Although limited in form, it must also be acknowledged that the egalitarian and makeshift forms of rap have struck a cord with youth around the world, and to some extent, a global music culture has developed. Globalization has projected rap music around the world. It has enjoyed tremendous popularity in many countries and has spawned rap groups and subgenres in China, Japan, France, Mexico, Cuba, Israel, England, Palestine, Argentina, etc. While this music culture is deeply disoriented, it could provide the rudiments of an adolescent world culture in which youth from every nation can find common ground.

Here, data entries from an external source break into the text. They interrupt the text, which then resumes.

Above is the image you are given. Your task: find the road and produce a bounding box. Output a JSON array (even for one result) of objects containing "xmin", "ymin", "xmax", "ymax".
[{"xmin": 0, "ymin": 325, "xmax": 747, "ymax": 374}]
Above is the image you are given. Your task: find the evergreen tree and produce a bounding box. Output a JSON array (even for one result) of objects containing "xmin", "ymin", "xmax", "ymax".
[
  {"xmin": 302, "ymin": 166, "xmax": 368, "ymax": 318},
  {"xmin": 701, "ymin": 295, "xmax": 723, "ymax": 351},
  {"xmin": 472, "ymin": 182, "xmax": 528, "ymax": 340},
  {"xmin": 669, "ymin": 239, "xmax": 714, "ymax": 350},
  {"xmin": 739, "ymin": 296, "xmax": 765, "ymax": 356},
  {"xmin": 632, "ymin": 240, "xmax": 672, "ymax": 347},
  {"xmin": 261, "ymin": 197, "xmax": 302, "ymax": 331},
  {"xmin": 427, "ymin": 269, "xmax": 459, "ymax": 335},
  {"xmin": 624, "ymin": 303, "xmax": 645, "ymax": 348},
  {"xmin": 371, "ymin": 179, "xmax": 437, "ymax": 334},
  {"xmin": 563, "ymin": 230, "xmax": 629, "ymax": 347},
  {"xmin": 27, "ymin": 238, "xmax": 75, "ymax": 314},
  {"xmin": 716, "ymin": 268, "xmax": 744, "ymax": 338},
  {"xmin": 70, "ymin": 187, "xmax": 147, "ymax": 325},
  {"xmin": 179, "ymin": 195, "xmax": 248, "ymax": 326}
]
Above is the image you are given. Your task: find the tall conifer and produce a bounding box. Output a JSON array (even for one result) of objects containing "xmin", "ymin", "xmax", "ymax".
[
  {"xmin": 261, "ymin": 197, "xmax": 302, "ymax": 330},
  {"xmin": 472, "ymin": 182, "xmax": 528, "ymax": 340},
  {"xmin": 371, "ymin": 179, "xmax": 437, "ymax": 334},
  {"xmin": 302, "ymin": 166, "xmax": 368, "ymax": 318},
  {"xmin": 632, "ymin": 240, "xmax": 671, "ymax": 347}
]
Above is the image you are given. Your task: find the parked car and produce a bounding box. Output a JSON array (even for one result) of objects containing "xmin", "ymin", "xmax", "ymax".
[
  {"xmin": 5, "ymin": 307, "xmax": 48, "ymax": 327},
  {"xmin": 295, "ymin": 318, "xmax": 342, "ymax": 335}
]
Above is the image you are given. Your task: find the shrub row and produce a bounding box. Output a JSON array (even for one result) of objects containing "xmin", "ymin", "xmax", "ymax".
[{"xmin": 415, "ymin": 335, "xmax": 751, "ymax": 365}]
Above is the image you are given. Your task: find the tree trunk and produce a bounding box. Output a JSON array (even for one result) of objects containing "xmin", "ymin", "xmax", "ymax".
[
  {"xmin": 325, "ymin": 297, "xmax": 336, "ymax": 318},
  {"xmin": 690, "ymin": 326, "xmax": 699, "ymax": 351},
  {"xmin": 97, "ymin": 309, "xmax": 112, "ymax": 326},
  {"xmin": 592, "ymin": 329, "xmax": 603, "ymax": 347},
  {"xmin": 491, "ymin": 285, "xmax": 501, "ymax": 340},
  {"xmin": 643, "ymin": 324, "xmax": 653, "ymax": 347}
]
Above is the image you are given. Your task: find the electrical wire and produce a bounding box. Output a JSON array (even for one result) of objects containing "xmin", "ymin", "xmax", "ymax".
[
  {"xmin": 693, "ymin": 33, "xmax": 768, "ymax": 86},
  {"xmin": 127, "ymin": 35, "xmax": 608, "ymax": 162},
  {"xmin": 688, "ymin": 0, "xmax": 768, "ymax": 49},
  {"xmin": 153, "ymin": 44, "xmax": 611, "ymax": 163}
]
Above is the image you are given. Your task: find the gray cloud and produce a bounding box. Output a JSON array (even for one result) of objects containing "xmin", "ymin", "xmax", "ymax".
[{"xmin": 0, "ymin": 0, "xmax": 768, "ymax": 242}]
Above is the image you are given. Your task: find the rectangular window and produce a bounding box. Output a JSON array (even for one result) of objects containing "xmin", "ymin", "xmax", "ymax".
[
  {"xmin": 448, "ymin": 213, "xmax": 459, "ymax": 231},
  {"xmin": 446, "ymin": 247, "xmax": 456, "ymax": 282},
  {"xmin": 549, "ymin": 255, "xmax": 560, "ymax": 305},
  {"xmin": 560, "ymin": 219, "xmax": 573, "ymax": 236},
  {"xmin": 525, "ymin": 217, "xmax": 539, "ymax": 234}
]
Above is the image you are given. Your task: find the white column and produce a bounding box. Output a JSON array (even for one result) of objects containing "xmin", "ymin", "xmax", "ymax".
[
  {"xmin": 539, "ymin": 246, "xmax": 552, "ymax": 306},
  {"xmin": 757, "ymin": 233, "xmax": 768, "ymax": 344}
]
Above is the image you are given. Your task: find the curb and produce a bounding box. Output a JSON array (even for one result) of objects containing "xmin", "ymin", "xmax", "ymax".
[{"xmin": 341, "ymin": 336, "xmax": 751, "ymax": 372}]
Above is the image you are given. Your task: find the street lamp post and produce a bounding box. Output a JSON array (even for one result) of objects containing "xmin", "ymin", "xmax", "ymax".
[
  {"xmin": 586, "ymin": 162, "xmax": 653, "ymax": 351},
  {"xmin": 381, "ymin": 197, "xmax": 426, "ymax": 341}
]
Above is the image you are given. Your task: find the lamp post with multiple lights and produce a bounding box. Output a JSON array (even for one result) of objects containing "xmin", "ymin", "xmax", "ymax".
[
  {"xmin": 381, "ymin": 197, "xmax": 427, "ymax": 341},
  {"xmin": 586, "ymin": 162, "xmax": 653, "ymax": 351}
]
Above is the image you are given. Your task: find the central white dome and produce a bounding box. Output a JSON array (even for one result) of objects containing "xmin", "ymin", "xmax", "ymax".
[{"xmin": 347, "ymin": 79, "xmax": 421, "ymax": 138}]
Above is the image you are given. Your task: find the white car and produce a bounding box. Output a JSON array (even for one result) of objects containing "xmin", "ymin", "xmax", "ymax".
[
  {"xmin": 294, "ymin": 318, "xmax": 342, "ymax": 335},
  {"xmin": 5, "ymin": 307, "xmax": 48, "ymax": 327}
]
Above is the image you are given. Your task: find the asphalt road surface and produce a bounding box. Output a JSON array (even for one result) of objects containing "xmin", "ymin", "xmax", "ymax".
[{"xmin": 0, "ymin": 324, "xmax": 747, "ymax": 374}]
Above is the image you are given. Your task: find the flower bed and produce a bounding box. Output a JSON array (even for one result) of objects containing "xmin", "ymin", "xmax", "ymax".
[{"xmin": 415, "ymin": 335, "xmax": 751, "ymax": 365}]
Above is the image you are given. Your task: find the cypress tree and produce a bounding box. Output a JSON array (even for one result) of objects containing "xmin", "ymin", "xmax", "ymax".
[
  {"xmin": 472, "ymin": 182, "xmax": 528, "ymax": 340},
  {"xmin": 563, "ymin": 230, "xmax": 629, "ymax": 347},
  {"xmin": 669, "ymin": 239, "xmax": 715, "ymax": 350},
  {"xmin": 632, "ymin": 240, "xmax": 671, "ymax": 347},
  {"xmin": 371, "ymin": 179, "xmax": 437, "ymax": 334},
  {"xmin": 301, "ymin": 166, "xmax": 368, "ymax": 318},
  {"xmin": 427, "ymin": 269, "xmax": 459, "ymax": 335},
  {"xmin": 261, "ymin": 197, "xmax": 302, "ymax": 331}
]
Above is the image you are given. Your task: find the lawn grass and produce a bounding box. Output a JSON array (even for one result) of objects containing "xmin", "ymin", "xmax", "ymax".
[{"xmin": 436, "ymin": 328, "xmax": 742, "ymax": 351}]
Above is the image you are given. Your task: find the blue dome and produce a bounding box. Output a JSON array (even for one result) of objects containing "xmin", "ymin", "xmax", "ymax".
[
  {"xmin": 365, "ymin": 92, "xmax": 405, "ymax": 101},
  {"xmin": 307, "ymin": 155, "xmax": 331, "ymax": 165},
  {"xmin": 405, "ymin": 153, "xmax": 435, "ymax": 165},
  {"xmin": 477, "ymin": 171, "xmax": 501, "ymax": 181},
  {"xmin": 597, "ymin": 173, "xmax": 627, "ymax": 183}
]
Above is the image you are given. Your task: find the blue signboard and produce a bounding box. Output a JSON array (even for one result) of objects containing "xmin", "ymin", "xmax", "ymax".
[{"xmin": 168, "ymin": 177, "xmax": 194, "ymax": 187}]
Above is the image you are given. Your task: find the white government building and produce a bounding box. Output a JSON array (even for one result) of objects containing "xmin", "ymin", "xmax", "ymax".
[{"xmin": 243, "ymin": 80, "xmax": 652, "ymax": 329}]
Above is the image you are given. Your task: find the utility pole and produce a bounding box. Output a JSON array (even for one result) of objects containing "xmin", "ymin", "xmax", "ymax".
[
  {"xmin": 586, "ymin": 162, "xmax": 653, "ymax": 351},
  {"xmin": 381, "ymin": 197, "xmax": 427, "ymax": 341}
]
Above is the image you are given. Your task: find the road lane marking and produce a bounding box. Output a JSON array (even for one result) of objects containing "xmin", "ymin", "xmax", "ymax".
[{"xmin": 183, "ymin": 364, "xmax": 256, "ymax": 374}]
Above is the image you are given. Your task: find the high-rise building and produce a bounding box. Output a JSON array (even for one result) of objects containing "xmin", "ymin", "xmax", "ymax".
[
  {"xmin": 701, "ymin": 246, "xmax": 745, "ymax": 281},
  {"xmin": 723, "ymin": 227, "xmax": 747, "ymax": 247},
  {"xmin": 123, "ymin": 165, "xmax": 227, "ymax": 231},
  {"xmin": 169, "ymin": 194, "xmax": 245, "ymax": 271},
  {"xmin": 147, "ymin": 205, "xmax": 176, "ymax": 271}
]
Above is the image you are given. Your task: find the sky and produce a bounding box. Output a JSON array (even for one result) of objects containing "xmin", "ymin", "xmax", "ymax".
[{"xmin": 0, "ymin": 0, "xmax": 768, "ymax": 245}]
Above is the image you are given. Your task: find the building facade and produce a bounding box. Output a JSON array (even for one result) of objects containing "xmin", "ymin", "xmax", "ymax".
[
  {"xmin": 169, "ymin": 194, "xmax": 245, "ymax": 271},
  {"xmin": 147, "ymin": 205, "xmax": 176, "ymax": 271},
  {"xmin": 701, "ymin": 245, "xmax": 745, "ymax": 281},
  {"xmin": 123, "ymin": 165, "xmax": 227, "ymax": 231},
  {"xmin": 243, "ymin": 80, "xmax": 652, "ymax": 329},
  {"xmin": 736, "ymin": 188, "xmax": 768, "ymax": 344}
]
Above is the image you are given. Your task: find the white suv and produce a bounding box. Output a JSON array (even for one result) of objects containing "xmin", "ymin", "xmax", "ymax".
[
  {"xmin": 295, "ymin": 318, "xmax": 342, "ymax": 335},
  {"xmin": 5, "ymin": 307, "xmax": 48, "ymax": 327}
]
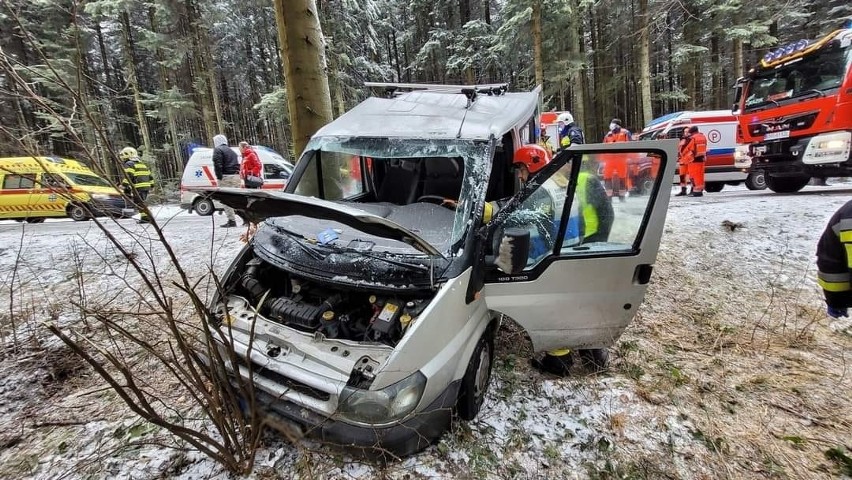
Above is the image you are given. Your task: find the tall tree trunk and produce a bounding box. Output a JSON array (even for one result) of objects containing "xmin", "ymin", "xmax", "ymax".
[
  {"xmin": 639, "ymin": 0, "xmax": 654, "ymax": 126},
  {"xmin": 121, "ymin": 11, "xmax": 154, "ymax": 159},
  {"xmin": 733, "ymin": 38, "xmax": 743, "ymax": 78},
  {"xmin": 148, "ymin": 7, "xmax": 183, "ymax": 177},
  {"xmin": 532, "ymin": 0, "xmax": 544, "ymax": 88},
  {"xmin": 568, "ymin": 0, "xmax": 586, "ymax": 127},
  {"xmin": 275, "ymin": 0, "xmax": 332, "ymax": 161}
]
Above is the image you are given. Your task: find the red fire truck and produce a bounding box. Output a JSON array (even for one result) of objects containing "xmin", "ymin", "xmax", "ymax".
[{"xmin": 734, "ymin": 24, "xmax": 852, "ymax": 193}]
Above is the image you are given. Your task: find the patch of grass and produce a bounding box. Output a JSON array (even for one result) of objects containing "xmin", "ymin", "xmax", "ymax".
[
  {"xmin": 543, "ymin": 445, "xmax": 562, "ymax": 462},
  {"xmin": 825, "ymin": 447, "xmax": 852, "ymax": 477},
  {"xmin": 689, "ymin": 429, "xmax": 728, "ymax": 453},
  {"xmin": 468, "ymin": 442, "xmax": 498, "ymax": 478}
]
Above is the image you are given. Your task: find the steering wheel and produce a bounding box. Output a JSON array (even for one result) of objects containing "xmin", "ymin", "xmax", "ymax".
[{"xmin": 417, "ymin": 195, "xmax": 456, "ymax": 210}]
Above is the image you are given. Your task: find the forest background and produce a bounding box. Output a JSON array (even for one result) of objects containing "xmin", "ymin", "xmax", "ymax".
[{"xmin": 0, "ymin": 0, "xmax": 852, "ymax": 191}]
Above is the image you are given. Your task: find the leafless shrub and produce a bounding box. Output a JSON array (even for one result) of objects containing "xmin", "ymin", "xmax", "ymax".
[{"xmin": 0, "ymin": 1, "xmax": 270, "ymax": 473}]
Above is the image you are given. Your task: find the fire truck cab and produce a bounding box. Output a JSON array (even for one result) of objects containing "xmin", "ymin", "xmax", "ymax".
[{"xmin": 734, "ymin": 25, "xmax": 852, "ymax": 193}]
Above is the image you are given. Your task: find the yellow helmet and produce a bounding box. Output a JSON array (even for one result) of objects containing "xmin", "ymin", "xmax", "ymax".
[{"xmin": 118, "ymin": 147, "xmax": 139, "ymax": 160}]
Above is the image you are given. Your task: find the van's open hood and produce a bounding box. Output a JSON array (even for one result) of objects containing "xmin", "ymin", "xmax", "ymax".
[{"xmin": 200, "ymin": 188, "xmax": 441, "ymax": 256}]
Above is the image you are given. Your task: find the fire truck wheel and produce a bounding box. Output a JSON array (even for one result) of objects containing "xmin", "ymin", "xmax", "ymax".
[
  {"xmin": 704, "ymin": 182, "xmax": 725, "ymax": 193},
  {"xmin": 746, "ymin": 170, "xmax": 766, "ymax": 190},
  {"xmin": 68, "ymin": 204, "xmax": 89, "ymax": 222},
  {"xmin": 766, "ymin": 174, "xmax": 811, "ymax": 193},
  {"xmin": 195, "ymin": 198, "xmax": 216, "ymax": 217}
]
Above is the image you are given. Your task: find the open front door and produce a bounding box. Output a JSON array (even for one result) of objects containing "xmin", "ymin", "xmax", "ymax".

There is almost no country in which some significant section of the youth is not totally enamored with the musical culture of rap. Many around the world will uncritically consume just about anything the American cultural machine spews out, but still there are millions internationally that are genuinely attracted to rap because of its open, informal, inclusive and egalitarian roots. They see a great potential in rap music.

Whether a reforming force can rise out of the filth and rot that rap currently finds itself in is deeply uncertain. Whether social reality can be accurately reflected in such a limited and martial art form is also an open question. What is certain is that the predominant, actual manifestation of rap music is a socially regressive force.

Whatever the answer to these questions, working class youth must be ready and willing to throw off the rebellious-looking chains of rap’s influence at a moment notice, for it is has clearly revealed its weakness and is by no means the last word in the development of a revolutionary cultural movement. We must at least accept the possibility that rap as a form of expression may, in fact, represent one of the biggest obstacles to such a development.

It’s worth remembering that youth—in America especially—is incredibly flexible and adaptive. A new cultural wind will always pass through. The more talented elements in rap music—and the more conscious rap fans—may eventually take a different artistic direction, one they cannot even imagine today.